1. Clinical evaluation: consider to document
- General examination (including length/height; weight)
- Clinical pictures (overview back, limbs, face 2 directions and hair)
- Neurological examination
- Eye exam and retinal/disc photographs
- FVC x 3 and mean taken
2. EMG/nerve conduction studies
3. Auditory and brain stem evoked potentials
4. Ultrasound study of the diaphragm
5. MRI brain particular focus on brainstem
Consider repeated monitoring parameters 1 – 4 after 3 and 6 months:
- mutations in two riboflavin transporters have been reported to cause Riboflavin Transporter Deficiency: SLC52A2 (RFVT2 transporter) and SLC52A3 (RFVT3 transporter) (1,2)
- acylcarnitine profiles and plasma flavin levels are often normal in Riboflavin Transporter Deficiency patients. Abnormalities may confirm suspicion of Riboflavin Transporter Deficiency but diagnosis must be made or excluded with mutation analysis.(1,2)
- Both intravenous and oral treatment have been reported and are effective. (1,2)

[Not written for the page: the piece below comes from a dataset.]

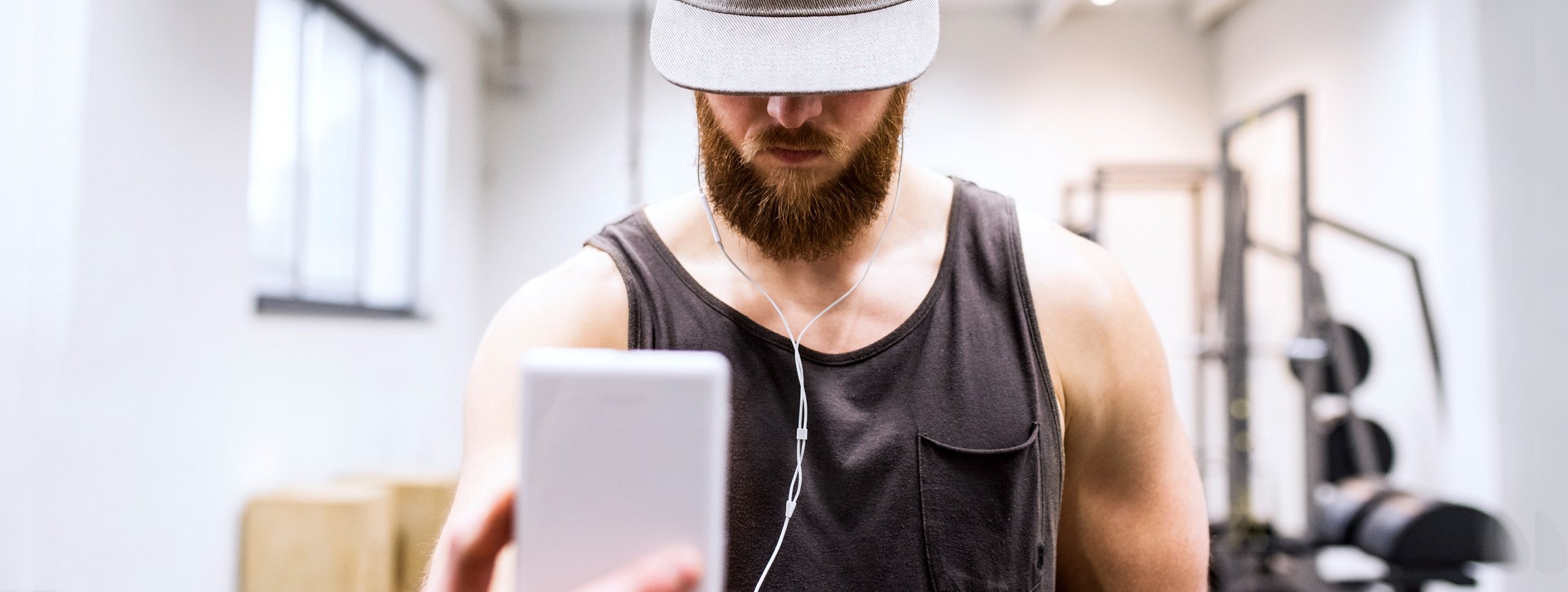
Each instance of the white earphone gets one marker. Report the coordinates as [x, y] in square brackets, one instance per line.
[800, 370]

Riboflavin has been prescribed and was reported effective in doses from 10-40 mg/kilogram bodyweight/day divided in 3 doses, without reported side effects. (1,2)

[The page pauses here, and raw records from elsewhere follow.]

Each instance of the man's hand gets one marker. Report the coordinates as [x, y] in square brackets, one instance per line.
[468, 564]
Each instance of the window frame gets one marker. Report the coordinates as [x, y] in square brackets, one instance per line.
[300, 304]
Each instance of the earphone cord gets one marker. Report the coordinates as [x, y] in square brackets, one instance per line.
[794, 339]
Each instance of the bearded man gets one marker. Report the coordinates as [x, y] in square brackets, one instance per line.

Because possibly during infection riboflavin is mobilized from tissues and increasingly excreted in the urine it may be advised to elevate the doses during febrile illness to a maximum of 40 mg/kg/day. (3,4)

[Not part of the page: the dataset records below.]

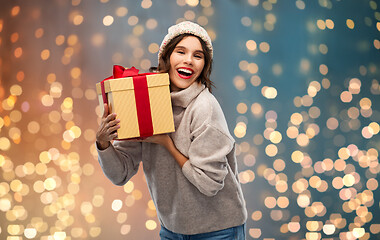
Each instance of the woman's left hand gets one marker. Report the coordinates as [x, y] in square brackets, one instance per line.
[161, 139]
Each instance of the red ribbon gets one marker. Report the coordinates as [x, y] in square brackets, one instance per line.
[140, 84]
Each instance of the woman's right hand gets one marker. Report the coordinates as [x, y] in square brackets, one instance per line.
[107, 129]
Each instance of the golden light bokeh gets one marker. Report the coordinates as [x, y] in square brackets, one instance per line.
[307, 132]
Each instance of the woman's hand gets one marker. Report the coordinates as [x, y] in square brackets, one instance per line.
[162, 139]
[107, 129]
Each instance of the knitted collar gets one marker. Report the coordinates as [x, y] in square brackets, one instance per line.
[184, 97]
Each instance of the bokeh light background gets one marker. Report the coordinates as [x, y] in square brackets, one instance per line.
[298, 82]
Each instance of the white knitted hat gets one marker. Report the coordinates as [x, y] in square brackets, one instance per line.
[185, 27]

- Improvement of clinical outcome has been reported after days or after months. Do not stop riboflavin supplementation until the patient has been proven not to have a Riboflavin Transporter Deficiency (1,2)
Laboratories performing mutation analysis:
Academic Medical Center
Laboratory Genetic Metabolic Diseases (F0-132)
PO Box 22700
1100 DE Amsterdam, The Netherlands
Metabolite diagnostics (flavines, acylcarnitines) email@example.com
DNA diagnostics (SLC52A2 and SLC52A3) firstname.lastname@example.org
Please visit http://www.ncbi.nlm.nih.gov/sites/GeneTests/?db=GeneTests, under BVVLS, where the details of the lab and services they offer can be found.
1. Bosch AM, Stroek K, Abeling NG, Waterham HR, Ijlst L, Wanders RJ. The Brown-Vialetto-Van Laere and Fazio Londe syndrome revisited: natural history, genetics, treatment and future perspectives. Orphanet J Rare Dis. 2012 Oct 29;7:83.
2. Foley AR, Menezes MP, Pandraud A et al. Treatable childhood neuronopathy caused by mutation in riboflavin transporter RFVT2. Brain. 2014 Jan; 137 (Pt 1):44-56
3. Brijlal S, Lakshmi AV. Tissue distribution and turnover of [3H]riboflavin during respiratory infection in mice. Metabolism. 1999 Dec;48(12):1608-11.
4. Bamji MS, Bhaskaram P, Jacob CM. Urinary riboflavin excretion and erythrocyte glutathione reductase activity in preschool children suffering from upper respiratory infections and measles. Ann Nutr Metab. 1987; 31(3):191-6.